Steroids and exogenous gamma-ENaC subunit modulate cation channels formed by alpha-ENaC in human B lymphocytes.

Previous studies using whole-cell recording methods suggest that human B lymphocytes express an amiloride-sensitive, sodium-permeable channel. The present studies aim to determine whether this channel has biophysical properties and a molecular structure related to the alpha, beta, and gamma subunits of the epithelial sodium channel (ENaC). Reverse transcriptase polymerase chain reaction and Northern blots showed that human B lymphocytes express messages for both alpha- and beta- but not gamma-ENaC. Western blots showed that both alpha- and beta- but not gamma-ENaC proteins are expressed and strongly reduced by antisense oligonucleotides. Patch clamp experiments demonstrated that lymphocyte sodium channels are not active in cell-attached patches. However, membrane stretch can activate a 21-pS nonselective cation channel. The frequency of observance of this channel was significantly reduced by antisense oligonucleotide against alpha-ENaC but not by antisense oligonucleotide against beta-ENaC, indicating that only the alpha subunit of ENaC is necessary to form stretch-activated cation channels. Aldosterone (1.5 microm) reduced the frequency of observance of 21-pS alpha-ENaC channels and simultaneously induced the appearance of spontaneously active 10-pS channels.
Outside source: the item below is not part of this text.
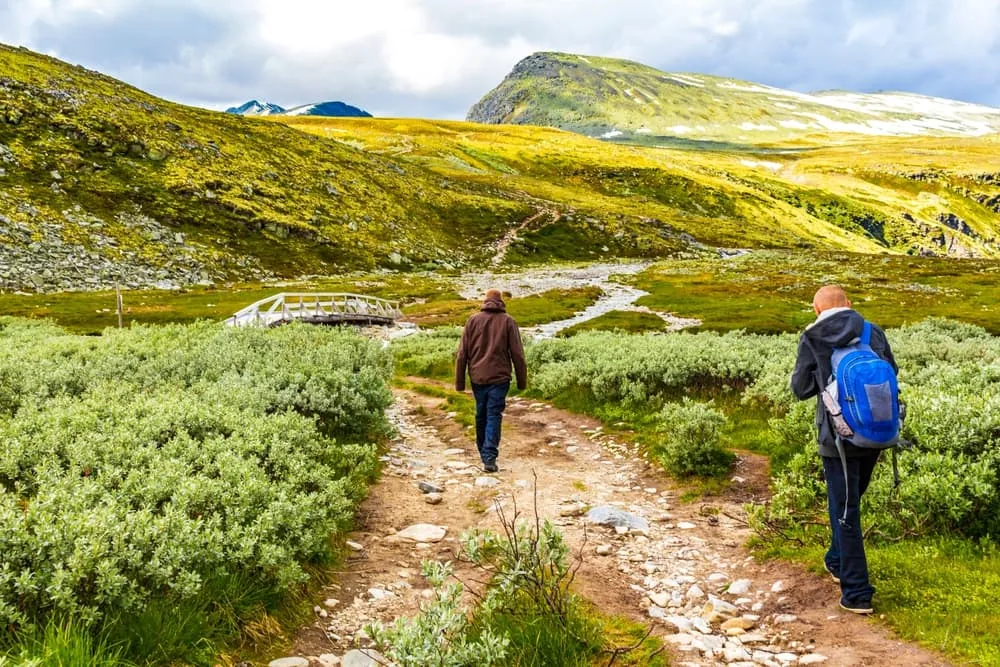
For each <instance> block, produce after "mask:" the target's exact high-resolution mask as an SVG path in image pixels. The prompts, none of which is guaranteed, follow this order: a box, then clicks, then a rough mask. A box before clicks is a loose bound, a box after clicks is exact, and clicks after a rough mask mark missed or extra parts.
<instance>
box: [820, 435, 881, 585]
mask: <svg viewBox="0 0 1000 667" xmlns="http://www.w3.org/2000/svg"><path fill="white" fill-rule="evenodd" d="M877 462H878V454H877V453H876V454H875V455H873V456H865V457H861V458H852V459H847V483H846V485H845V482H844V465H843V463H842V462H841V461H840V459H839V458H832V457H828V456H824V457H823V474H824V476H825V477H826V495H827V505H828V506H829V510H830V527H831V529H832V536H831V540H830V549H829V550H828V551H827V552H826V558H825V560H826V565H827V567H828V568H830V571H831V572H834V573H835V574H838V575H839V576H840V592H841V602H843V603H844V604H861V603H868V602H871V599H872V595H874V594H875V587H874V586H872V585H871V582H870V581H868V560H867V558H865V543H864V537H863V535H862V532H861V496H863V495H864V493H865V491H866V490H868V484H869V482H871V479H872V472H873V471H874V470H875V464H876V463H877ZM848 488H849V489H850V492H849V494H848ZM845 494H847V495H845ZM845 503H846V505H847V520H846V521H845V523H844V525H841V523H840V520H841V519H843V518H844V505H845Z"/></svg>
Antisense oligonucleotide experiments showed that this 10-pS channel is formed from alpha- and beta-ENaC. After expression of exogenous gamma-ENaC, aldosterone again reduced the frequency of observance of the 21-pS alpha-ENaC channel but induced the appearance of a 5-pS channel, presumably a alphabetagamma-ENaC channel. In the absence of aldosterone, the alpha subunit forms an alpha-cryptic channel that is activated by stretch, and in the presence of aldosterone, beta and alpha subunits together form an active channel that is modulated by aldosterone.